Faculty of Education, The University of Hong Kong
- Type: Faculty
- Established: July 1, 1984; 42 years ago
- Parent institution: University of Hong Kong
- Dean: Yang Rui
- Location: Meng Wah Complex, The University of Hong Kong, Pok Fu Lam, Hong Kong
- Website: web.edu.hku.hk

= University of Hong Kong Faculty of Education =

Faculty of the University of Hong Kong

The Faculty of Education of the University of Hong Kong (香港大學教育學院) is the education faculty of the University of Hong Kong (HKU). Its origins date to 1917, when the Department for the Training of Teachers was established within the university's Faculty of Arts. The department became an autonomous School of Education in 1976 and was elevated to faculty status in 1984.

The faculty is headed by Dean Yang Rui. It offers undergraduate and postgraduate programmes in education and related fields, as well as programmes in speech-language pathology, information management and social data science.

HKU's education subject was ranked first globally for Education and Educational Research in the 2025–2026 U.S. News & World Report Best Global Universities Subject Rankings, fifth in Education and Training in the 2026 QS World University Rankings by Subject, and seventh in Education Studies in the 2026 Times Higher Education World University Rankings by subject.

== History ==
The Department for the Training of Teachers was established within HKU's Faculty of Arts on 15 September 1917. It provided courses for undergraduates intending to become school teachers.

Teacher education at the university was interrupted during the Japanese occupation of Hong Kong. A Department of Education was re-established within the Faculty of Arts in 1951.

In 1976, the Department of Education became an autonomous School of Education. On 1 July 1984, the school was elevated to become the Faculty of Education, initially comprising the Department of Education and the Department of Professional Studies.

The faculty became a unitary faculty on 1 September 2002.
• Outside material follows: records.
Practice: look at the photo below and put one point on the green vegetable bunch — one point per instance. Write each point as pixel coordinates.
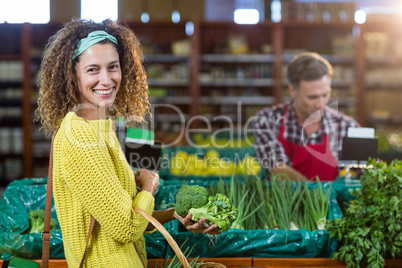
(371, 228)
(188, 197)
(37, 220)
(217, 211)
(196, 200)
== Academic organisation ==
The faculty comprises four academic units:

- Academic Unit of Language and Literacy Education
- Academic Unit of Human Communication, Learning, and Development
- Academic Unit of Mathematics, Science, and Technology
- Academic Unit of Social Contexts and Policies of Education

== Undergraduate programmes ==
The faculty offers the following undergraduate programmes:

- Bachelor of Arts and Bachelor of Education in Language Education — English
- Bachelor of Arts and Bachelor of Education in Language Education — Chinese
- Bachelor of Education and Bachelor of Science
- Bachelor of Education in Early Childhood Education and Special Education
- Bachelor of Science in Speech-Language Pathology

The Bachelor of Education and Bachelor of Social Sciences programme has been suspended for admission since the 2022–23 academic year.

The faculty also offers the following undergraduate top-up degree programmes for sub-degree holders:

- Bachelor of Science in Information Management
- Bachelor of Science in Applied Child Development
- Bachelor of Arts and Sciences in Social Data Science

== Professional recognition ==
Graduates who hold a recognised teacher-training qualification, including a Bachelor of Education, may apply to the Education Bureau for registration as a registered teacher in Hong Kong.

The Bachelor of Science in Speech-Language Pathology programme has been fully accredited by the Hong Kong Institute of Speech Therapists since June 2024. The institute is an accredited professional body for speech therapists under the Department of Health's Accredited Registers Scheme for Healthcare Professions.